Should Marge have a gay male friend?
Well, she’s getting one.
How did that happen? Well, Mr. Burns was out of town for a hunting expedition where he and other very rich people shot heavily tranquilized quails. Homer, needing a parking space, used Burns’. Then he decided that meant he could use all of Burns’ stuff, which mostly amounted to trying on the old man’s much tighter clothes. Finally Homer forgets himself and Burns catches the lout in the old man’s office. Naturally, that means hitting the button for the trap door.
And that was a problem because the trap door is being renovated. Homer falls down pretty far, hitting all kinds of things along the way, and ends up in a body cast.
See, that’s where the gay friend comes in. Burns’ trap door wasn’t up to code, and that was ignored thanks to it being grandfathered in during the Reagan years, but renovate the thing and now it has to meet safety requirements, up to and including being wide enough to be wheelchair accessible. That means Homer can sue, and that means sending Smithers to get Homer’s signature.
At home, Homer’s having a pretty good time. Marge set up a mobile for him of his favorite things, like beer and a photo of Moe, and he even has some sound-dampening headphones to drown out Grampa. Heck, the idea of suing never even entered Homer’s mind until Smithers showed up with the waiver.
That is a bit on how these things roll.
As it is, Smithers is too demoralized to get Homer to sign anything, so he and Marge get to talking and it becomes rather emotionally fulfilling for both. Homer doesn’t mind either because that means Smithers meets Marge’s emotional needs and Homer gets the sex. It’s every man’s dream according to Homer.
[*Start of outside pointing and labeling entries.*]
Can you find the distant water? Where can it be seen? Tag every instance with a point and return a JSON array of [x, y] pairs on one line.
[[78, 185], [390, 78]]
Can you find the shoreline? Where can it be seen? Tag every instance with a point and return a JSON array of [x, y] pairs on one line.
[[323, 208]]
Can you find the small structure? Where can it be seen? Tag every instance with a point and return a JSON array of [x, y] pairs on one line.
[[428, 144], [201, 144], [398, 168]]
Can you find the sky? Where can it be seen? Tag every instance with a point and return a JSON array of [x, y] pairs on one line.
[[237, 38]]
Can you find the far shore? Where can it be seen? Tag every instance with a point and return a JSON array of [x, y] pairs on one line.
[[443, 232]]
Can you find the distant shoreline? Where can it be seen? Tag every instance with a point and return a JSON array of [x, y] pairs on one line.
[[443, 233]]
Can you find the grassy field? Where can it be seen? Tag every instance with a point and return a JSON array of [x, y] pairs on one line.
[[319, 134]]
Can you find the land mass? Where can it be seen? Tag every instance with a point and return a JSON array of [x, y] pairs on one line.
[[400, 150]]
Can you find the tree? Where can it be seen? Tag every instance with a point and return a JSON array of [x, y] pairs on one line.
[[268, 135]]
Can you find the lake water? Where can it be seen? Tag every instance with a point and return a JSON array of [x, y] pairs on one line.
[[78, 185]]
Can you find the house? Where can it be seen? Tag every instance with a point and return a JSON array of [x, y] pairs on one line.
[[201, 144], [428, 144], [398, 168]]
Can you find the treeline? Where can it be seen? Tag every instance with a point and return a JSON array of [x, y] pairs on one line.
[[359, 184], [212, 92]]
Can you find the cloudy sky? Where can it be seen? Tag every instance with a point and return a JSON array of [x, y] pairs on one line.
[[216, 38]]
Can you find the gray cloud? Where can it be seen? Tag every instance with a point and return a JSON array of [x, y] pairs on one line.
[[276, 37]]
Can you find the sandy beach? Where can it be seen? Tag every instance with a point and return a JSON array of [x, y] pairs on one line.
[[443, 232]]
Meanwhile, according to Lisa, the school bus needs a seating chart to cut down on chaos. She volunteers and the first day goes smoothly by sitting bullies away from nerds and Milhouse by himself. Then everything goes to hell on day two, ruining Lisa’s dreams of reorganizing everything at the school and making everyone’s lives her idea of better. Heck, it wasn’t even Bart’s fault. It just happened that everything went down the crapper as the bus went through a tunnel. But as Milhouse explained, the bus is the only refuge for much needed chaos between most people’s twin hellholes of school and home. Lisa learns no one likes a know-it-all and promptly forgets that by episode’s end.
But as for Homer, Burns is threatening to send Smithers to Chernobyl (because of course Burns owns that place too) unless Homer signs. By then, Homer has a lawyer he saw on TV (I miss Lionel Hutz), and he only changes his mind when he sees how devastated the loss of Smithers would be for Marge. But then he offers to take a fall off the courthouse steps for his disappointed lawyer, but that just ends up accidentally pulling Marge with him and then both are hit by a truck and put into traction. That actually allows Homer to learn how to talk to his wife. That’s sweet.
Not so sweet is having Grampa serve them very hot soup until the casts come off. Yikes!